Almost certainly, one day, you’ll have between your hands a list of outdated gene symbols. And you’ll probably think that updating them is a straightforward task, but it’s not that simple! Because there’s the word ‘bio’ in bioinformatician, updating the gene symbols reminds me of the futile cycle. According to Wikipedia‘s definition, a futile cycle occurs when two metabolic pathways run simultaneously in opposite directions and have no overall effect other than to dissipate energy in the form of heat**.  Updating the gene symbols sometimes make you feel like you’re dissipating a lot of energy for not a big overall effect.  But it’s useful and necessary.

Updating the gene names themselves is not difficult.  I can think of several ways nowadays to do that.  Several online tools will help you.

In a perfect world, all symbols would be unique and they would be updated to a symbol never used before. In practice, this is not the case. And people usually work with the symbols and with the symbols only.

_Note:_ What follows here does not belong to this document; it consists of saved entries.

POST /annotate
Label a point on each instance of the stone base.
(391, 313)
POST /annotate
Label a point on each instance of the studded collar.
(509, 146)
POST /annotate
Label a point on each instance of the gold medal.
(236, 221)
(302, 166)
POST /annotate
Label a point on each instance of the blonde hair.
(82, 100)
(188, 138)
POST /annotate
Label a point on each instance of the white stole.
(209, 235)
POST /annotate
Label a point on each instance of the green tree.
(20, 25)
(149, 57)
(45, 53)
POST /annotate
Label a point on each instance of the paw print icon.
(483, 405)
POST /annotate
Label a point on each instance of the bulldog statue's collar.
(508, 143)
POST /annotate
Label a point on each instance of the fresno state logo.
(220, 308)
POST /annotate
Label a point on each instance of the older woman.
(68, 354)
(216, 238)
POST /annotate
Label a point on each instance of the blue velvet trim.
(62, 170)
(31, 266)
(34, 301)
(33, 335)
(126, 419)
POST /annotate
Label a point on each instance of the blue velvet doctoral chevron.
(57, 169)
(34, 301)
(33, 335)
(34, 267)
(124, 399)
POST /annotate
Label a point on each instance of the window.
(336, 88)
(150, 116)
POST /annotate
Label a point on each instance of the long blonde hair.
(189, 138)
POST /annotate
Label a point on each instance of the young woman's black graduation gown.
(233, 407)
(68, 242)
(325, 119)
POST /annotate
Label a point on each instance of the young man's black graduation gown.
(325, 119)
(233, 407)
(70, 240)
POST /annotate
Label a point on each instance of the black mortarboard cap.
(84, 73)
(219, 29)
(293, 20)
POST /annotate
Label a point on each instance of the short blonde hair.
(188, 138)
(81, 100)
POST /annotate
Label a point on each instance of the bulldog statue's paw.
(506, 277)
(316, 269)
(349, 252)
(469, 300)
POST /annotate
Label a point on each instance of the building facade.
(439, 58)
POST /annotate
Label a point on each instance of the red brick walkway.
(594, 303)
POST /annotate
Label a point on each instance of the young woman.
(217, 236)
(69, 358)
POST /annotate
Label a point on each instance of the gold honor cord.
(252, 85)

Suppose you have to update the gene symbols of a dataset where you have  the PKD2 gene.  Because it’s a human gene, you can use HUGO online tool which will give you this:

 

Input Match type Approved symbol Approved name HGNC ID Location
PKD2 Approved symbol PKD2 polycystic kidney disease 2 (autosomal dominant) HGNC:9009 4q22.1
PKD2 Synonyms PRKD2 protein kinase D2 HGNC:17293 19q13.2

 

The same results can be achieved using the Entrez Gene file gene_info.gz :

>  zcat gene_info.gz | grep 9606 | cut -f1,2,3,5,8,9 |grep -e '

[^a-Z0-9]PKD2[^a-Z0-9]'

tax_id GeneID Symbol Synonyms location description
9606 5311 PKD2 APKD2|PC2|PKD4|Pc-2|TRPP2 4q22.1 polycystic kidney disease 2 (autosomal dominant)
9606 25865 PRKD2 PKD2|nPKC-D2 19q13.3 protein kinase D2

PKD2 is an approved symbol AND is found in the synonyms (or aliases) of another gene.  If you don’t have any other information, how do you know if your gene is the polycystic kidney disease 2 (autosomal dominant) or the protein kinase D2?  You need to know!

In fact, since there is no naming convention for genes, gene symbol disambiguation has become an area of research. Supervised learning, thesaurus-based methods and sets of rules are some examples of the different approaches considered to deal with this challenge.

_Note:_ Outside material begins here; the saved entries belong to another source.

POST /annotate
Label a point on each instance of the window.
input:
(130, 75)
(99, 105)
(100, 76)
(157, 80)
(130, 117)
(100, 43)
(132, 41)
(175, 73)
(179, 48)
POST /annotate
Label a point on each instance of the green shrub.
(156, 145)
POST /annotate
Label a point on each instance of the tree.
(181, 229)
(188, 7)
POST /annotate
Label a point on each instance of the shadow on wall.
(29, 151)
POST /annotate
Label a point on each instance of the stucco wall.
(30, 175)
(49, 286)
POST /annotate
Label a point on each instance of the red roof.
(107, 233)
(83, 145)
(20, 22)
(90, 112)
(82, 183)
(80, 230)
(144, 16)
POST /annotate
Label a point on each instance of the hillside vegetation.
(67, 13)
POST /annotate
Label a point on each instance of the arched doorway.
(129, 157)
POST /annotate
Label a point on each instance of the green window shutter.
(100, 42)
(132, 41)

Nonetheless, it’s always better to work with unique  identifiers in parallel such as Entrez Gene ID or Ensembl ID.  These can be used as a key to retrieve the symbols.  You could also work the chromosomal positions. Sooner or later, although working with the identifiers or the chromosomal locations, you’ll need a mapping tool (between ids or between genome revision).  But even if identifiers may change or be withdrawn and chromosomal locations may be revised, those features will always be less ambiguous than the gene symbols!


**ReferenceMD has a more technical definition. Here’s an excerpt : “A set of opposing, nonequilibrium reactions catalyzed by different enzymes which act simultaneously, with at least one of the reactions driven by ATP hydrolysis. The results of the cycle are that ATP energy is depleted, heat is produced and no net substrate-to-product conversion is achieved.”